2009/1/15 Kenneth Gonsalves lawgon@au-kbc.org:
During a recent discussion on the Qt license, you vehemently argued for GPL rather than LGPL licensing for Qt and quoted some no-gpl page from the scriptures. When Nokia announced LGPL for Qt, you were jumping for joy and endorsing it - quite possibly there is another page in the scriptures extolling the virtues of LGPL over GPL. Heads you win, tails I lose!
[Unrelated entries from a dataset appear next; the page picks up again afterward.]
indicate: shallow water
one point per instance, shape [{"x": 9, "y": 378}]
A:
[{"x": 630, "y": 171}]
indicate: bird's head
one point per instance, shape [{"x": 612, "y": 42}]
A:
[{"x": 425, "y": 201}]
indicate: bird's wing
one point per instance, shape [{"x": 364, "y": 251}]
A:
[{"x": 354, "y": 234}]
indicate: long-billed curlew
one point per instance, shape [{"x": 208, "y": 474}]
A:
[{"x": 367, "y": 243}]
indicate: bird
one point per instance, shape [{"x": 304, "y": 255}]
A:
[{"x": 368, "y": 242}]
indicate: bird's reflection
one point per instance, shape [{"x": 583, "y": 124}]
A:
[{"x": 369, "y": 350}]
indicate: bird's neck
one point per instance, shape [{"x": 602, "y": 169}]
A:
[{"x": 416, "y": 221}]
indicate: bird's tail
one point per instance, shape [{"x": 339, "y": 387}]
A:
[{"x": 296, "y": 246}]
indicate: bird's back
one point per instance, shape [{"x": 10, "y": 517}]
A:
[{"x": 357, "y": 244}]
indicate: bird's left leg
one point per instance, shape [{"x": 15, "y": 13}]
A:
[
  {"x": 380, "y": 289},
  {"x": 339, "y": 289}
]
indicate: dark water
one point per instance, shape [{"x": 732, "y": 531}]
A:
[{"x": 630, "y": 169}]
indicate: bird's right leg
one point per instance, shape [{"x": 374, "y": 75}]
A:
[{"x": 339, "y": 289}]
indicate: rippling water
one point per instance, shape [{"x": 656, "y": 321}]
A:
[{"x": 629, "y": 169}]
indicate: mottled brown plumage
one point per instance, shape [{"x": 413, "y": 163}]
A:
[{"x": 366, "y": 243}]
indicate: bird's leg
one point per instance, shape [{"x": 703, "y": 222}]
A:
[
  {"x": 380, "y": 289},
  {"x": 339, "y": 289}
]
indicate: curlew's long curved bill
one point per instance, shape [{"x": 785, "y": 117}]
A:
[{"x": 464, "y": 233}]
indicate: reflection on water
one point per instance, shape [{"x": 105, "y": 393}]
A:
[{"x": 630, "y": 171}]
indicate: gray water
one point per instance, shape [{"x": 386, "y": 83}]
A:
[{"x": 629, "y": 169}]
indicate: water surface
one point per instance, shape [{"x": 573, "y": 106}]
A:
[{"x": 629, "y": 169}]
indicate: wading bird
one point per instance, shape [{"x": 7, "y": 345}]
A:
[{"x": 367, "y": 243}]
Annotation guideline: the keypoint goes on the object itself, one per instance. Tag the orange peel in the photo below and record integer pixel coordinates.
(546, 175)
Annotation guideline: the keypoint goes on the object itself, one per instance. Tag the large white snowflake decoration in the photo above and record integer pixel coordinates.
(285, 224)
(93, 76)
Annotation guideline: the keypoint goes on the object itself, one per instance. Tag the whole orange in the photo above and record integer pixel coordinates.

This is not a game of winning and losing. We are discussing and learning from each other. There are reasons why I believe GPL is better than LGPL. But Qt moving to LGPL was an important event especially to this list. Each license is designed for a particular case. If your goal is to have your software used by many people you go for a more permissive license like LGPL, BSD or even to public domain - which is no license (because there is no copyright to begin with). But if your goal is to make sure every one gets the same freedoms and want to give Free Software developers an advantage over proprietary developers then you go for more protective licenses like GPL. What my preference to Qt is irrelevant here because, I don't own Qt or I don't decide what license Qt should have. I really wanted them to clarify the use of the word 'commercial' and clearly adding LGPL has clarified it undoubtedly and even went farther allowing proprietary software to be created with Qt. There is no fight here (at least for me), we all learn.